While efforts at passing federal data privacy laws comparable to the GDPR terms continue to wax and wane in Congress, with no clear finish line in sight, at least one major element could be addressed by the beginning of 2024. FISA Section 702 is scheduled to sunset as 2023 ends, and it would take an act of Congress to extend it. Elements of both parties oppose it, but the leadership of both parties voted to extend it in 2018. The Justice Department and intelligence agencies are in support of it. The House Intelligence Committee currently has a working group on it that is generally in favor of renewal, but is pushing for reforms that would restore a sense of public trust.
And while the decision does not automatically shred Standard Contractual Clauses (SCCs) as a legal mechanism, it does force businesses using them to confront the possibility that similar complaints could lead to similar GDPR fines. As John Magee, Head of Data Protection, Privacy & Cybersecurity for DLA Piper Ireland, observes: “While the scale of the DPC’s record-breaking fine is certainly eye-catching, the suspension order will probably bite much harder for Meta, both operationally and commercially. Leaving aside the specifics of the long-running case against Meta, the DPC’s decision also carries major implications for businesses across all sectors engaged in the day-to-day activity of international transfers of personal data. Meeting the requirements of the Schrems II case has already proved a challenge even for the most sophisticated and well-resourced organisations. And while global data transfers are still possible to lawfully carry out, the DPC’s decision has now raised the stakes, focussing attention on the controls that organisations need to have in place as well as forcing businesses to think about their overall data governance strategies.”
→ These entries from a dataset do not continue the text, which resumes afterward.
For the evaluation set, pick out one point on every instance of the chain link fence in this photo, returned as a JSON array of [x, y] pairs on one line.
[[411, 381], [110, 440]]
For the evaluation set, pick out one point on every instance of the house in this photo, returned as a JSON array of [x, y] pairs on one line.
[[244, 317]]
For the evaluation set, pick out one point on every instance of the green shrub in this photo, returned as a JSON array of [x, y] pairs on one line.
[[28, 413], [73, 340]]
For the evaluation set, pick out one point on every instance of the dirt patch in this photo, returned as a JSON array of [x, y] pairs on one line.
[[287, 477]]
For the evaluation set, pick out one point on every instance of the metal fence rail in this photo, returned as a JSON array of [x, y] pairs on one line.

Rehan Jalil, President & CEO of Securiti, additionally sees this as a prompt for greater automation: “This highlights the need for automated systems that can provide deep insights into the sensitive data, as well as insights into the context around that data, such as all the regulations that apply, geographic location, access permissions, etc. With these automated insights, organizations can intelligently monitor and alert for potential violations, as manual processes are often inadequate given the sheer volume of sensitive data companies handle.”